SolarArbiter · wholmgren · May 12, 2020 · May 7, 2020 · May 8, 2020 · May 8, 2020
diff --git a/docs/source/api.rst b/docs/source/api.rst
@@ -279,8 +279,25 @@ DOE RTC
    io.fetch.rtc.request_doe_rtc_data
    io.fetch.rtc.fetch_doe_rtc
 
+NREL PVDAQ
+----------
+
+.. autosummary::
+   :toctree: generated/
+
+   io.fetch.pvdaq.get_pvdaq_metadata
+   io.fetch.pvdaq.get_pvdaq_data
+
+
 Reference observations
-----------------------
+======================
+
+The following modules contain code for initializing the reference
+database, wrappers for fetching data, functions for processing (e.g.
+renaming and resampling) data, and wrapper functions for posting data.

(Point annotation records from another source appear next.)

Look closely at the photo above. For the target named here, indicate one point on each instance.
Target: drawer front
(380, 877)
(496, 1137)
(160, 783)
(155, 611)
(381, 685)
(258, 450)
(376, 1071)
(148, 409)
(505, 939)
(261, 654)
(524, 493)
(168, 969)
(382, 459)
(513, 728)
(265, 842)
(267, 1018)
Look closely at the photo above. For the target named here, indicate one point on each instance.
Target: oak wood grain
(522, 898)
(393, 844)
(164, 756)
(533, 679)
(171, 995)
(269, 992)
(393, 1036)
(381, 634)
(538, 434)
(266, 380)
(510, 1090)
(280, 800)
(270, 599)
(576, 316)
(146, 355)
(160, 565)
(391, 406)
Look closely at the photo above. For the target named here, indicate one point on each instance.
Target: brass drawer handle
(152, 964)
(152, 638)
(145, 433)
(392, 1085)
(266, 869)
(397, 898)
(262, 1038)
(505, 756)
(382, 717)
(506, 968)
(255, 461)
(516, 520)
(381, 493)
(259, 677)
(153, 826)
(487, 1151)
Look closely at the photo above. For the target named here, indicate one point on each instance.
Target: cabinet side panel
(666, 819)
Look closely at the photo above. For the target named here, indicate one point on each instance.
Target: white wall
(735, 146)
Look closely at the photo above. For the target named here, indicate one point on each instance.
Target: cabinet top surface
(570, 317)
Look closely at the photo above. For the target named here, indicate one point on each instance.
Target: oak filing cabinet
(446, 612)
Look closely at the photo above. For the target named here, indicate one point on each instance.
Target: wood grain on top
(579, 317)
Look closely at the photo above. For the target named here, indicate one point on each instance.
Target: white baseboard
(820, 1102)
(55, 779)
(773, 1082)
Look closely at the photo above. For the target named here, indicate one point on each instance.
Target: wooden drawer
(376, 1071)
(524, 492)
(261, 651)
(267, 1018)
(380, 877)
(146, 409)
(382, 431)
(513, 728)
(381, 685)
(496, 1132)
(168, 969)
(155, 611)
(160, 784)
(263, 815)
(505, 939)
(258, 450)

+The pure fetch functions are found in ``pvlib.iotools`` and in
+``solarforecastarbiter.io.fetch``. See the source code for additional
+files with site and observation metadata.
 
 .. autosummary::
    :toctree: generated/
@@ -295,6 +312,7 @@ Reference observations
    io.reference_observations.srml
    io.reference_observations.surfrad
    io.reference_observations.arm
+   io.reference_observations.pvdaq
 
 SFA API
 =======

diff --git a/docs/source/whatsnew/1.0.0rc1.rst b/docs/source/whatsnew/1.0.0rc1.rst
@@ -23,7 +23,8 @@ Enhancements
   limit each request to one week of data (:issue:`424`) (:pull:`435`)
 * PDF report figures are generated instead of SVG for easy integration into PDF
   reports (:issue:`360`) (:pull:`437`)
-
+* Added support for NREL PVDAQ sites to the reference database functions.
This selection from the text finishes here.